Date of Award


Degree Name

MS in Kinesiology




Todd Hagobian


On the basis of a strong body of data, the Institute of Medicine currently recommends at least 60 minutes of exercise per day to prevent body weight gain overtime. Previous studies have shown that there is no compensatory increase in food intake with this dose of exercise. Ultimately, the brain decides whether to alter food intake. Surprisingly, no published studies have assessed the impact of exercise on brain activation. Using functional magnetic resonance imaging (fMRI) and an appetite questionnaire, we investigated the effects of a single bout of aerobic exercise on brain responses to visual food cues and subjective appetite responses. After an overnight fast, 30 (17M, 13W), healthy, habitually active subjects (22.0±3.8 years, 23.6±2.4 kg/m2, 44.3±8.3 mL∙kg-1∙min-1) either rested or exercised for 60 minutes, in a counterbalanced crossover design. Immediately after each condition, blood oxygen dependent levels were determined in response to visual food cues of different energy value during an fMRI scan. Exercise showed significantly greater activation (P < .005, uncorrected) in regions implicated in food inhibition (superior frontal gyrus, medial surface), and visual attention (precuneus, superior temporal gyrus, middle temporal gyrus and fusiform gyrus) regions.

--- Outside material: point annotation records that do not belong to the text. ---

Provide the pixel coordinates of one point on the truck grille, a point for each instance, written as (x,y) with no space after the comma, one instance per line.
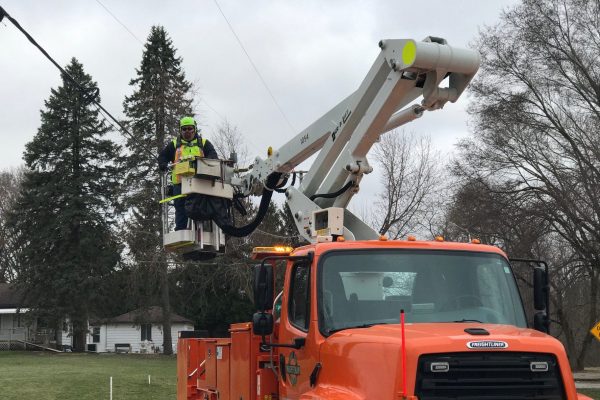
(489,376)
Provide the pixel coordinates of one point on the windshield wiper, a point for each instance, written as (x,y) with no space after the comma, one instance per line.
(358,326)
(469,320)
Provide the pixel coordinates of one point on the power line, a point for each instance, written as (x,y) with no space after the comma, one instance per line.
(142,43)
(119,21)
(89,94)
(255,68)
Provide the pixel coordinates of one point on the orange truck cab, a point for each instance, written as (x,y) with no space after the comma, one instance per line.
(384,320)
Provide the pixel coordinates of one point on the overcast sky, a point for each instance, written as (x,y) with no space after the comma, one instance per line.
(312,54)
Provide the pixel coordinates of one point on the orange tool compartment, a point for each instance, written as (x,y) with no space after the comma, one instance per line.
(224,369)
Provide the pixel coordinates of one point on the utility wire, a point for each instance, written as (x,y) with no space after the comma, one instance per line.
(88,93)
(255,68)
(119,21)
(142,43)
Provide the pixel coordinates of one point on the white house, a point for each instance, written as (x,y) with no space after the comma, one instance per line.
(138,331)
(12,327)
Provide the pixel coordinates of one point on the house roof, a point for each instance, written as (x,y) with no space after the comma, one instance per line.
(149,315)
(10,297)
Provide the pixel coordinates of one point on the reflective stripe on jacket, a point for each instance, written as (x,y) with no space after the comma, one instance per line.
(183,150)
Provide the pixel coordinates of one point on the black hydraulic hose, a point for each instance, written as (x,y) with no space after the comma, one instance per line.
(334,194)
(279,188)
(246,230)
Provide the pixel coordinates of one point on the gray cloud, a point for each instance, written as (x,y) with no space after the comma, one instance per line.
(311,53)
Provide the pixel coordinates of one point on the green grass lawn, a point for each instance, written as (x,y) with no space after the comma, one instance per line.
(593,393)
(68,376)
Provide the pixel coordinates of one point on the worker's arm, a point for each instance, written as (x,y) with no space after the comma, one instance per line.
(166,156)
(209,150)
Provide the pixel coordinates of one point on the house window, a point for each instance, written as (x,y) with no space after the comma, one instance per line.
(96,334)
(147,332)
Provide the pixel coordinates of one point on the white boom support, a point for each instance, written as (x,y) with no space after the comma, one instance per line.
(403,71)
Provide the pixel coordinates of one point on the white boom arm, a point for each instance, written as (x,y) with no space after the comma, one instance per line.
(403,71)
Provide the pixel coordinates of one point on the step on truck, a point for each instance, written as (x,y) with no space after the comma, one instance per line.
(360,316)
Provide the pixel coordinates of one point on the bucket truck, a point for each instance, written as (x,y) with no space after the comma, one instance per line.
(360,316)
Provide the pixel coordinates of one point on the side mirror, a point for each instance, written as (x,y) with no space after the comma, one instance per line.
(262,324)
(540,322)
(263,287)
(539,289)
(387,281)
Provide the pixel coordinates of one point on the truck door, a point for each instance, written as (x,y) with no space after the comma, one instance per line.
(296,365)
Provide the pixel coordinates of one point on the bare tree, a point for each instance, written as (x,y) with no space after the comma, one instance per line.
(409,178)
(536,113)
(10,182)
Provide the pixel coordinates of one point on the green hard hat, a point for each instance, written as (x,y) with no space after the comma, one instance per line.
(186,121)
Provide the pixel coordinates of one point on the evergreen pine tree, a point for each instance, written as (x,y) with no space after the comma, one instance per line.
(161,97)
(62,218)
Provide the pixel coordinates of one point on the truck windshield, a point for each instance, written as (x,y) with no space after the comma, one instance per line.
(369,287)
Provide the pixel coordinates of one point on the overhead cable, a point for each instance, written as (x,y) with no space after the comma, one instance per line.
(119,21)
(90,94)
(255,68)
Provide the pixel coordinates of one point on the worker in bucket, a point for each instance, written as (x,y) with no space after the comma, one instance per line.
(188,143)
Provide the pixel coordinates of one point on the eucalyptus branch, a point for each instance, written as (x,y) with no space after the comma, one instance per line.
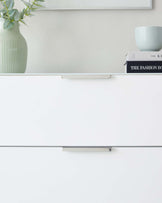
(12,15)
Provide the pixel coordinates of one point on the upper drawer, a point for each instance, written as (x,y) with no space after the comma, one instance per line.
(46,110)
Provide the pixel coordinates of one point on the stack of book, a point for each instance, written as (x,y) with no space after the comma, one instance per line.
(144,62)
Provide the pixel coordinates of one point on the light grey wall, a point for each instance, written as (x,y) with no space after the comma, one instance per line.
(84,41)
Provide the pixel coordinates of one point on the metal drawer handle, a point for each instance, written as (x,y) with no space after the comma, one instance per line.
(74,148)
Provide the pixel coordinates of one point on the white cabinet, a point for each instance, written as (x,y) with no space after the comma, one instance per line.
(52,175)
(47,110)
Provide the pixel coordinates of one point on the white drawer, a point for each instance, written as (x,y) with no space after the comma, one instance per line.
(48,110)
(52,175)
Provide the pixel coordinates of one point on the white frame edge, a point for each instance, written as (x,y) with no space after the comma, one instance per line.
(149,7)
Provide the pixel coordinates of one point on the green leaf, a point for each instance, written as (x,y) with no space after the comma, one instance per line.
(26,3)
(8,24)
(9,4)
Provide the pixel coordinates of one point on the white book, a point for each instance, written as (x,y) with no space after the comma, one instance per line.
(144,56)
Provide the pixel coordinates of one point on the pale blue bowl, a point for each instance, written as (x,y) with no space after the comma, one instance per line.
(149,38)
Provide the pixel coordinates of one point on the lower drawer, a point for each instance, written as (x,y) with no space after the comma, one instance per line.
(39,175)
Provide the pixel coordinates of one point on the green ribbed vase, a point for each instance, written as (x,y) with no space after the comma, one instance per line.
(13,50)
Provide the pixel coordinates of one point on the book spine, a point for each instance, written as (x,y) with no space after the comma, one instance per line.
(144,56)
(144,67)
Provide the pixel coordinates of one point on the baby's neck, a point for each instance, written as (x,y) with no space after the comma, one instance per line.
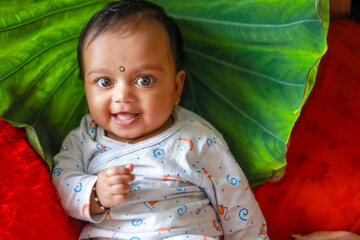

However, exercise did show a greater activation in a food reward region (medial orbitofrontal cortex). The rest condition only showed greater activation in a visual center (fusiform gyrus) and the midbrain. In addition, relative to no-exercise, subjective appetite responses were suppressed following the exercise bout. Taken altogether, these data suggest exercise may impact the brain in a direction expected to suppress food intake and increase food attention, which is in line with previous behavioral, biological and fMRI data. These findings may explain, at least partially, why aerobic exercise does not lead to a compensatory increase in food intake.